I can make a little progress here. One of your key subproblems is: Given a computable group $G$, a finite list of elements $T \subseteq G$ and an element $\alpha \in \mathbb{Q}[G]$, determine whether there exist $\xi_1$, $\xi_2$, …, $\xi_k$ in $\mathbb{R} T$ so that
$$\alpha = \sum_{i=1}^k \xi_i \xi^{\ast}_i.$$
This problem can be solved by semidefinite programming, which is a field of numerical analysis with well-developed toolkits. In particular, I will solve the above problem for all $k$ at once.
Write the elements of $T$ as $g_1$, $g_2$, ..., $g_t$ and write
$$\xi_i = (g_1 \ g_2 \ g_3 \ \cdots \ g_t)^T \cdot a_i$$
where $a_i \in \mathbb{R}^t$. Then the above equation is
$$\alpha = (g_1 \ g_2 \ g_3 \ \cdots \ g_t)^T \left( \sum_{i=1}^k a_i a_i^T \right) (g_1^{-1} \ g_2^{-1} \ \cdots \ g_t^{-1} ).$$
Recall that a $t \times t$ real matrix $X$ can be written as $\sum a_i a_i^T$ if and only if $X$ is positive semidefinite. So your question is does there exist a matrix $X$ such that
(1) $X$ is positive semidefinite and
(2) $\alpha = (g_1 \ g_2 \ g_3 \ \cdots \ g_t)^T X(g_1^{-1} \ g_2^{-1} \ \cdots \ g_t^{-1} )$
Note that condition (2) is an affine linear condition on $X$. Solving linear equations with the constraint that variables be positive semidefinite matrices is what SD programming is all about.
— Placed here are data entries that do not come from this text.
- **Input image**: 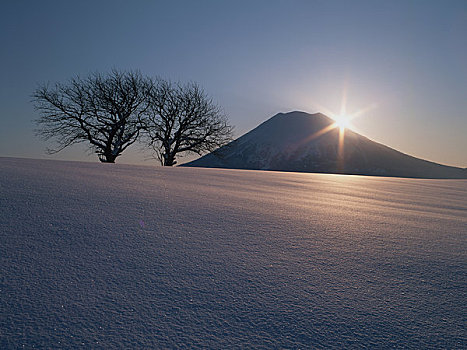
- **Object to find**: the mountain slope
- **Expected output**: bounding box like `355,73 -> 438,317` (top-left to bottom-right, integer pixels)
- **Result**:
184,112 -> 467,178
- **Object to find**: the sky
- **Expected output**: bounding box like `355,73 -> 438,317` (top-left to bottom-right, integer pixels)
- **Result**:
0,0 -> 467,167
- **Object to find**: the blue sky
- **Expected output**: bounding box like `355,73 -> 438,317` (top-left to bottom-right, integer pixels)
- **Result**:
0,0 -> 467,167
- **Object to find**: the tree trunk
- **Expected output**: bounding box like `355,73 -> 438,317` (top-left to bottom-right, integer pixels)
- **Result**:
99,152 -> 117,163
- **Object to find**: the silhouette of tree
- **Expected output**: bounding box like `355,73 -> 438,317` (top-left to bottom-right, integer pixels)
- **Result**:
33,70 -> 153,163
142,79 -> 233,166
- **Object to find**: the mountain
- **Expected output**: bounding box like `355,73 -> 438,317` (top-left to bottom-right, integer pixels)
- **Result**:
183,111 -> 467,178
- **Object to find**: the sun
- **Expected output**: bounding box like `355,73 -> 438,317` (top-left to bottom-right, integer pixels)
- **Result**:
333,114 -> 352,130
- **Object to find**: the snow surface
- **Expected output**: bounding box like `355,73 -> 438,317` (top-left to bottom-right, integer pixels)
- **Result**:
0,158 -> 467,349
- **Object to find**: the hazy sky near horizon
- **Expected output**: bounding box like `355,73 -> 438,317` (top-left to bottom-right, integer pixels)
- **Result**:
0,0 -> 467,167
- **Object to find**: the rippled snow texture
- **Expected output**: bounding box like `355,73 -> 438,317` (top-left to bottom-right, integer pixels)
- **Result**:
0,158 -> 467,349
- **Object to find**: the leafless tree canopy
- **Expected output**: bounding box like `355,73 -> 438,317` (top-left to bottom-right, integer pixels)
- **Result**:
33,70 -> 153,163
142,79 -> 233,166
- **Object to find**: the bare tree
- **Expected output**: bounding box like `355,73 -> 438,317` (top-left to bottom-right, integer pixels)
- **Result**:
142,79 -> 233,166
33,70 -> 153,163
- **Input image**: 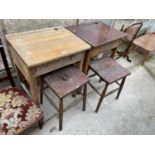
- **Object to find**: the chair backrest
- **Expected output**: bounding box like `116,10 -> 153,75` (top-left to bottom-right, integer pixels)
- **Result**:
121,22 -> 143,51
0,41 -> 15,86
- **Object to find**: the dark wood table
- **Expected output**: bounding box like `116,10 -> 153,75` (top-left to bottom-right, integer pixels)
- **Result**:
134,33 -> 155,65
66,23 -> 127,73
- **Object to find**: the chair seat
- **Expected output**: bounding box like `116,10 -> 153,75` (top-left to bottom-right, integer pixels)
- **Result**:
0,87 -> 43,135
43,66 -> 88,98
90,58 -> 130,84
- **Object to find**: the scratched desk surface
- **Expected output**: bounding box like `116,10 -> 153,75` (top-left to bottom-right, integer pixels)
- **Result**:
6,27 -> 90,67
66,23 -> 127,47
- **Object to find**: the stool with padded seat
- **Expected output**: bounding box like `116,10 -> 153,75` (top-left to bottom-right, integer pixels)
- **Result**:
40,65 -> 88,131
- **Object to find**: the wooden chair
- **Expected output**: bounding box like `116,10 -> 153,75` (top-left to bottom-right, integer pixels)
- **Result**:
89,58 -> 130,112
0,41 -> 43,135
117,22 -> 142,62
40,66 -> 88,131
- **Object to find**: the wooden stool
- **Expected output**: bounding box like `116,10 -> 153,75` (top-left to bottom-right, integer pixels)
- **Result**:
89,58 -> 130,112
40,66 -> 88,131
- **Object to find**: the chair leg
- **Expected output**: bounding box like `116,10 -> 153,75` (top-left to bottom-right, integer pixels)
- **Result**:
116,77 -> 126,99
83,84 -> 87,111
59,98 -> 63,131
95,83 -> 109,113
40,79 -> 44,104
39,117 -> 44,129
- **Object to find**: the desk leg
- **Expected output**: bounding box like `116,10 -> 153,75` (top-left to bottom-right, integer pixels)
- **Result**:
111,47 -> 117,58
83,51 -> 91,74
29,76 -> 39,105
142,52 -> 149,65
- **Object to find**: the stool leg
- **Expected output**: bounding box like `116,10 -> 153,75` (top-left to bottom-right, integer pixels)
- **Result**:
59,98 -> 63,131
116,77 -> 126,99
83,84 -> 87,111
40,78 -> 44,104
39,116 -> 44,129
95,83 -> 109,113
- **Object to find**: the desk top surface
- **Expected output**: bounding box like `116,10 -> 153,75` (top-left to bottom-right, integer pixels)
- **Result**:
66,23 -> 127,47
6,27 -> 91,67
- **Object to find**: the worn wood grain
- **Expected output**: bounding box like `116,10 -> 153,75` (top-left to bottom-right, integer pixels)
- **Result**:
6,27 -> 90,67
Working a little bit harder, you should be able to copy Peter Shor's trick here and maximize $r$ subject to the SD program
$$\Delta^2 = r \Delta + (g_1 \ g_2 \ g_3 \ \cdots \ g_t)^T X(g_1^{-1} \ g_2^{-1} \ \cdots \ g_t^{-1} ),\ X \ \textrm{positive semi definite};$$
so you get a spectral gap if the optimal $r$ is positive.
I expect the hard part will be choosing the set $T$ to use; I have no ideas about this.